By Stephen Stonebraker

I’ve known Tyler Rash my entire life. The first wrestling practice I ever attended as a seven year old first grader, Tyler and his brother Trevor were both there. Throughout elementary and junior high, I never wrestled Tyler much. I was always about 10-15 lbs heavier than he was. It wasn’t until high school that he became my workout partner.

When it comes to giving it your all and working your ass off on a daily basis, you’d be hard-pressed to find anyone more qualified for the position than Tyler Rash. During my four years of high school wrestling, I won the hardest working wrestler of the year my freshman, junior and senior seasons. It took everything I had, maybe even more than I did, to stay one step ahead of Tyler. To outwork him I had to put my body through limitations I didn’t know it could reach and that today I look back on wondering how in the Hell I ever did it.

In nearly all things Tyler and I were neck and neck. In the weight room he could out bench press me, but I could out military press him. Our nightly battles on the mat were all out wars. He’d take me down. I’d take him down. He’d put me on my back. I’d put him on his back. Black eyes, bloody noses, fat lips, you name it, I’ve received them all courtesy of Tyler Rash. I’m sure I gave him a few too. In our only official meeting, in a match that still haunts me 18 years later, Tyler beat me 5-4. It was our sophomore year. In the closing seconds of the third period, Tyler led me 4-2. I took him down to tie it up, but I could not keep him down. Right as the whistle blew he escaped from me and edged me by a point.

At the moment I didn’t realize how good Tyler was. It wasn’t that I had lost to just anybody. It was that I had wrestled well against a kid that nearly twenty years later I have to conclude was one of the best wrestlers from Sigourney high school to never qualify for the state tournament. At the end of that season, Tyler lost a heartbreaking decision to finish one match shy of state qualification.

In his junior and senior seasons, Tyler won the SICL (South Iowa Cedar League) conference title, defeating state qualifiers in both finals. At the Van Buren tournament, he defeated Brad Close of Moravia who was ranked and undefeated at the time. Unfortunately when Close and Tyler met again at the sectional wrestling tournament, it’d be Close who won a tight match. Having lost in the semi-finals myself, I pinned future state champion Brandon Ball of Columbus for third place. After my match, I watched Tyler pin Clay Wells of Waco, who hard started off the season ranked 10th by the Predicament. I didn’t receive a wrestleback, but Tyler did.

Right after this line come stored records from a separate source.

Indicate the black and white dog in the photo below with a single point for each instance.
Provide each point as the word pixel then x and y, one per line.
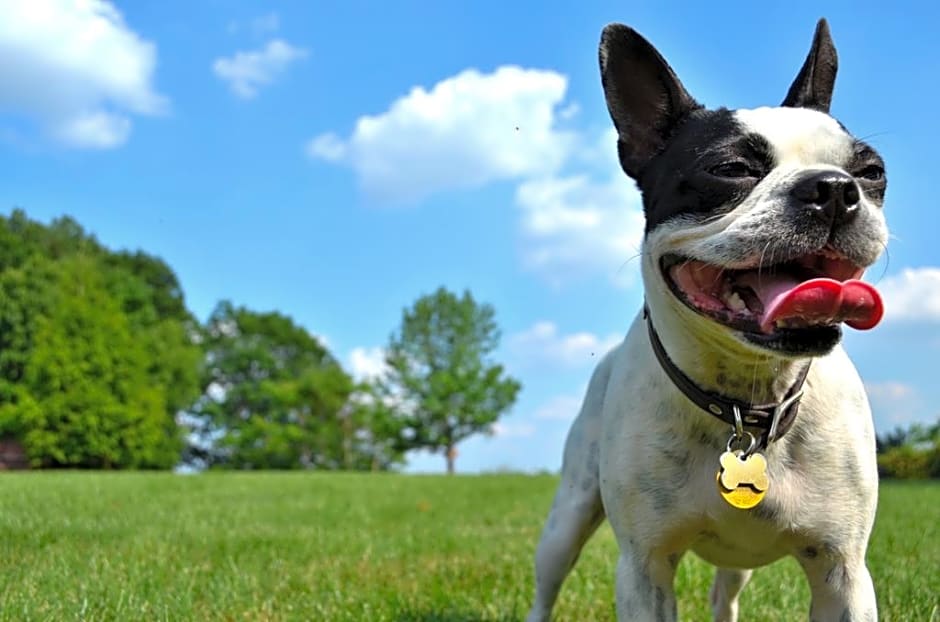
pixel 730 422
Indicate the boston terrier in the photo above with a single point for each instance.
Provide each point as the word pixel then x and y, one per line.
pixel 730 421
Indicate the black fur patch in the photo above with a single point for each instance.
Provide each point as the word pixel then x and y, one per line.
pixel 677 182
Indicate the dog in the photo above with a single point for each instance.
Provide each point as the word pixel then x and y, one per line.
pixel 730 421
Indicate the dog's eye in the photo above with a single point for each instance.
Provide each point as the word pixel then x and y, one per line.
pixel 872 172
pixel 736 169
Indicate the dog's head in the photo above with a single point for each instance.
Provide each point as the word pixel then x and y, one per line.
pixel 758 222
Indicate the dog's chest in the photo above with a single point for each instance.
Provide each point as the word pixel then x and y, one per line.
pixel 727 536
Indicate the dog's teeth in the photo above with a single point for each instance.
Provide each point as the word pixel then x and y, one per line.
pixel 734 302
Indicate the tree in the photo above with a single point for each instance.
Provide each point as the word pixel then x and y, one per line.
pixel 446 387
pixel 76 391
pixel 97 354
pixel 274 397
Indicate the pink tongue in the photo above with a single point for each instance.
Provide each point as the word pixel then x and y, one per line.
pixel 817 301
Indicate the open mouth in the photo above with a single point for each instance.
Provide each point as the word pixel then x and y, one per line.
pixel 804 299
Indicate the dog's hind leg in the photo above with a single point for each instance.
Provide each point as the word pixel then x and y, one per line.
pixel 724 593
pixel 577 509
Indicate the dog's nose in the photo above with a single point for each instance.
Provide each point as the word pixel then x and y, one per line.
pixel 831 196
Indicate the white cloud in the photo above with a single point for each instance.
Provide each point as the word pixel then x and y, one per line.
pixel 247 72
pixel 77 70
pixel 467 130
pixel 264 24
pixel 543 344
pixel 579 214
pixel 912 295
pixel 367 363
pixel 258 26
pixel 583 223
pixel 889 390
pixel 512 430
pixel 559 408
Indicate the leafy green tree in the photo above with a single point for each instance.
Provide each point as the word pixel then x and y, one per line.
pixel 274 396
pixel 97 349
pixel 440 373
pixel 82 396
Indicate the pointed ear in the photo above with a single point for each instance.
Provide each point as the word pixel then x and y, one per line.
pixel 813 85
pixel 644 96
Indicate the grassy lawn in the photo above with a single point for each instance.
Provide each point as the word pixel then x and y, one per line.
pixel 141 546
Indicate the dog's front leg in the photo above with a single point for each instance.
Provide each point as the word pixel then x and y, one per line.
pixel 841 588
pixel 644 586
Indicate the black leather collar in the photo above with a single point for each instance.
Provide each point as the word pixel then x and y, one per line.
pixel 753 416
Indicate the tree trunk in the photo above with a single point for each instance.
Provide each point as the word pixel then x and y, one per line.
pixel 451 454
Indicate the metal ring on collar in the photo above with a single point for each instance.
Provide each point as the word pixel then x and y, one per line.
pixel 751 444
pixel 738 423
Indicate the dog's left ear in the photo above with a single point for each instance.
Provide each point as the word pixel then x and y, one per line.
pixel 645 98
pixel 813 85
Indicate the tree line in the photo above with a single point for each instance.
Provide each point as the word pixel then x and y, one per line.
pixel 910 453
pixel 103 366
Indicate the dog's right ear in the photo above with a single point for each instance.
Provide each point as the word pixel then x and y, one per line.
pixel 644 96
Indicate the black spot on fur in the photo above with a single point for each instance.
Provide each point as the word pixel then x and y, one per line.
pixel 677 182
pixel 660 608
pixel 651 488
pixel 767 510
pixel 836 575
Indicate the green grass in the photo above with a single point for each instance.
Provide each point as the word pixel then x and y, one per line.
pixel 126 546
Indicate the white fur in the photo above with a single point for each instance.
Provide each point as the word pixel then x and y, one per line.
pixel 643 455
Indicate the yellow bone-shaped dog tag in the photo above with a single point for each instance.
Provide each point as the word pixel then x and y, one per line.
pixel 742 482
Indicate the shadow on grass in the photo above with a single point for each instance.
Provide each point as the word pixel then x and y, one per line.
pixel 451 616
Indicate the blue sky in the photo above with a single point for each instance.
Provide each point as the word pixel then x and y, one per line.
pixel 336 160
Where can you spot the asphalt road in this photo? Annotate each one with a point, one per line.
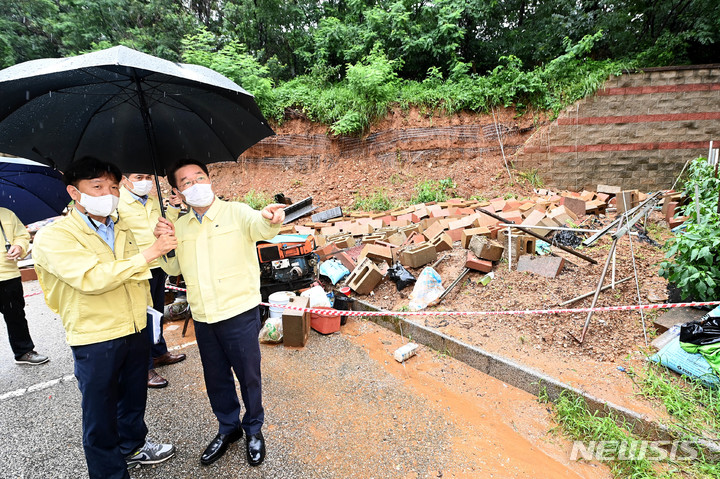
(340, 407)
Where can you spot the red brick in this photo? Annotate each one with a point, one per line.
(439, 213)
(476, 264)
(346, 260)
(485, 248)
(548, 266)
(419, 255)
(442, 242)
(386, 219)
(455, 235)
(468, 233)
(575, 205)
(511, 205)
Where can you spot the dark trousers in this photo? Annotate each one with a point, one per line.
(112, 378)
(157, 291)
(227, 346)
(12, 307)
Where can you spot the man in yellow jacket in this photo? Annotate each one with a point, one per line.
(95, 277)
(217, 257)
(12, 303)
(139, 211)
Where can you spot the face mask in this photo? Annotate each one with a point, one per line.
(99, 205)
(199, 194)
(142, 188)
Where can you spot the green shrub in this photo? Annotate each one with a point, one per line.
(377, 201)
(257, 200)
(693, 255)
(532, 177)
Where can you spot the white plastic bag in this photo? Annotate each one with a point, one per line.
(428, 288)
(318, 297)
(271, 332)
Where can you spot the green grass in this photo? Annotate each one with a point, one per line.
(695, 407)
(431, 190)
(375, 202)
(576, 421)
(694, 410)
(532, 177)
(257, 200)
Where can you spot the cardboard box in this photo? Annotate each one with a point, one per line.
(296, 324)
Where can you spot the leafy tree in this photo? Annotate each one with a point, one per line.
(232, 60)
(26, 31)
(153, 26)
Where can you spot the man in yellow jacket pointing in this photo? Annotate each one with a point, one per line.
(95, 277)
(218, 259)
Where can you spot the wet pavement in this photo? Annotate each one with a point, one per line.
(340, 407)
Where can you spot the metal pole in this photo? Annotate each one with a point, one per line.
(583, 296)
(597, 291)
(509, 249)
(637, 287)
(532, 233)
(497, 131)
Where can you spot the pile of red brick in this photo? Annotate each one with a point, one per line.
(369, 243)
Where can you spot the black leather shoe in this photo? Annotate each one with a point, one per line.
(218, 446)
(255, 448)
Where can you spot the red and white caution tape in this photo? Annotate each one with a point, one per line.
(335, 312)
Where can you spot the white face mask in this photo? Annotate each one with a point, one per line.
(199, 194)
(99, 205)
(142, 188)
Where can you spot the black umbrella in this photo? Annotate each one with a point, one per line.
(33, 192)
(138, 111)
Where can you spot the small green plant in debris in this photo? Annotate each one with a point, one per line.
(577, 421)
(532, 177)
(431, 190)
(257, 200)
(377, 201)
(696, 407)
(396, 179)
(692, 260)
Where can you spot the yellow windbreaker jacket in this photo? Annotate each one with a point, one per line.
(17, 235)
(141, 219)
(218, 259)
(99, 295)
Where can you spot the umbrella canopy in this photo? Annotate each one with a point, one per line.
(126, 107)
(32, 192)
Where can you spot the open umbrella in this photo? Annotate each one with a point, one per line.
(33, 192)
(138, 111)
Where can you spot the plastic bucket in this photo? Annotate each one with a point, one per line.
(343, 303)
(279, 299)
(324, 323)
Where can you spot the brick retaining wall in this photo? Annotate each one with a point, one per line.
(636, 132)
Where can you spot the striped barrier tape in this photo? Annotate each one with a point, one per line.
(337, 312)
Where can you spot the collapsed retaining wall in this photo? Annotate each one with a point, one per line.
(636, 132)
(411, 145)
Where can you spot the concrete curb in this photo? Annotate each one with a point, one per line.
(522, 377)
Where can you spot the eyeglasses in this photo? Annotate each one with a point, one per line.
(198, 179)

Tyler lost to Billy Dominguez of Columbus in a match that came down to the last second. As much as it hurt me to know that my high school career was said and done, it hurt just as much to know that so was Tyler’s. What made it even harder to swallow was that at Districts, the two state qualifiers were Close and Iowa Valley’s Wade Kimm who Tyler had defeated twice that season. When you watch someone who works as hard as Tyler Rash did, who had such a good attitude, who pushed you to be your best every day, you never really accept that it didn’t work out for him. To this day, when I think about it, it still brings tears to my eyes. I wanted him to succeed as badly as I wanted it for myself.

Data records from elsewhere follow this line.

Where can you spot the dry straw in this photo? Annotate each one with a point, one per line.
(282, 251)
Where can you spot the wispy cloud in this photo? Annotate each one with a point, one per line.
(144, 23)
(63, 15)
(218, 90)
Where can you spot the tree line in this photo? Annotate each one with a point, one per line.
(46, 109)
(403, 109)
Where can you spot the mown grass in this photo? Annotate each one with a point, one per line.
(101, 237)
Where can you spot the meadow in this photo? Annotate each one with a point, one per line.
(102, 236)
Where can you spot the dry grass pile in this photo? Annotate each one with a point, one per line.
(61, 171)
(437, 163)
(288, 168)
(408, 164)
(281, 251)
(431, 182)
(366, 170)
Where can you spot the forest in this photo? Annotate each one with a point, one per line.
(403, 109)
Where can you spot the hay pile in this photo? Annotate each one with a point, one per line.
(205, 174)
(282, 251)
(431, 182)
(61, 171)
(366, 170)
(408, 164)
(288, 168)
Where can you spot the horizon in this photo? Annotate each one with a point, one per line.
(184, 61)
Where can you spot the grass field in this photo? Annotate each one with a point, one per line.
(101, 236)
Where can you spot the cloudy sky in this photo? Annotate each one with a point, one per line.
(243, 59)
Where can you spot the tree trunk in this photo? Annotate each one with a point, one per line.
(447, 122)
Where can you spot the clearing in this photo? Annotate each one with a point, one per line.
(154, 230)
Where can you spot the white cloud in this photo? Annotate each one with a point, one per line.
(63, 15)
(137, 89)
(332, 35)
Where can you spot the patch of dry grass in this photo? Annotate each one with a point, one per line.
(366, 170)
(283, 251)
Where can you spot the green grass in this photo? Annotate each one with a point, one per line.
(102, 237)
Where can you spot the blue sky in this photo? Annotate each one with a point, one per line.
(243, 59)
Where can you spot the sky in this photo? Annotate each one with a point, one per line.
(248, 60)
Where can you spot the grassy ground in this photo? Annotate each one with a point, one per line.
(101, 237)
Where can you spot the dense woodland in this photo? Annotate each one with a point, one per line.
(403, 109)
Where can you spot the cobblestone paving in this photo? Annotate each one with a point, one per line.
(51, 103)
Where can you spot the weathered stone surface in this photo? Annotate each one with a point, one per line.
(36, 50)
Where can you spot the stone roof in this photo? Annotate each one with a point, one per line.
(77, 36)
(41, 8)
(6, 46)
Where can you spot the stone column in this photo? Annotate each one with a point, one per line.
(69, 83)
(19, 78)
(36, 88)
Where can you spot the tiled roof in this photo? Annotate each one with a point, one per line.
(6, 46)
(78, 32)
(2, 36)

In the end Tyler had 88 career victories. A number of those wins over state qualifiers and wrestlers ranked in the top twenty. He’s one of many wrestlers throughout the state of Iowa who had a good career, despite never making it to the state tournament.

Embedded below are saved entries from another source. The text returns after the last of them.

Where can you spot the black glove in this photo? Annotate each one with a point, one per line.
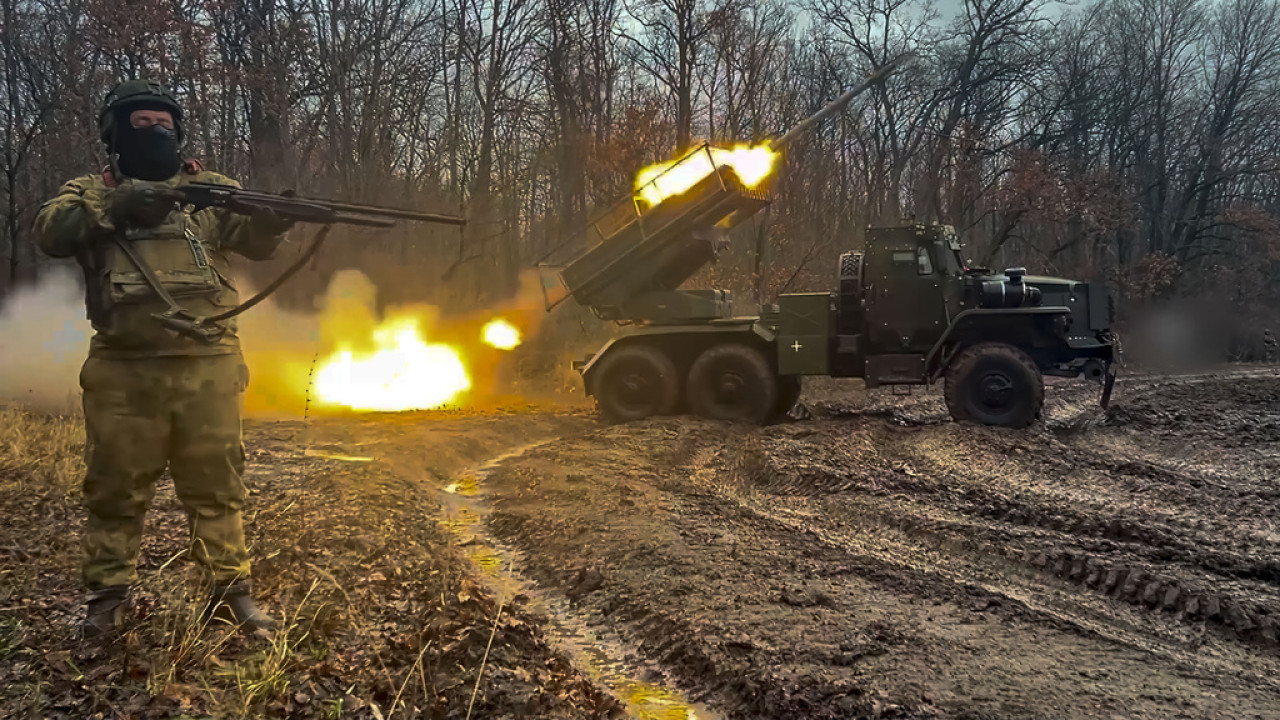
(140, 206)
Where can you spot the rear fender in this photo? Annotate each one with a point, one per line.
(682, 343)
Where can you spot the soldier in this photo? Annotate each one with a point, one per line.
(154, 399)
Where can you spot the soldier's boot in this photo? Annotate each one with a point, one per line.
(234, 604)
(104, 611)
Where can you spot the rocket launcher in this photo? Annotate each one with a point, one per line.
(639, 251)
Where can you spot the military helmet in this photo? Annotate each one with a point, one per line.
(137, 94)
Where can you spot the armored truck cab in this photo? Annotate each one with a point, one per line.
(905, 310)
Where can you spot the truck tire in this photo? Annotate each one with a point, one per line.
(993, 383)
(789, 393)
(732, 382)
(635, 382)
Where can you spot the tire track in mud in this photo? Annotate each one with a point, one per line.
(595, 651)
(787, 570)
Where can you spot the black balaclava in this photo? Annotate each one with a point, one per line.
(150, 153)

If you ever watched a Sigourney Savage wrestling practice between 2001 and 2004, you’d probably conclude that Tyler Rash and Stephen Stonebraker hated one another. Watching him choke me out in a front headlock or watching me tork his neck in a half nelson, it’d be hard to conclude otherwise. Yet, that couldn’t be further from the truth. I had and I still have nothing but the utmost admiration and respect for Tyler Rash. He was my workout partner through four years of high school wrestling. I couldn’t have asked for anyone better.

{ 1 comment… add one }
  • RANDY STONEBRAKER December 16, 2019, 1:33 pm

    Very well written. Left one thing out. There were two great wrestlers in the time frame you are speaking of who never made it to the State Tournament, Tyler and yourself.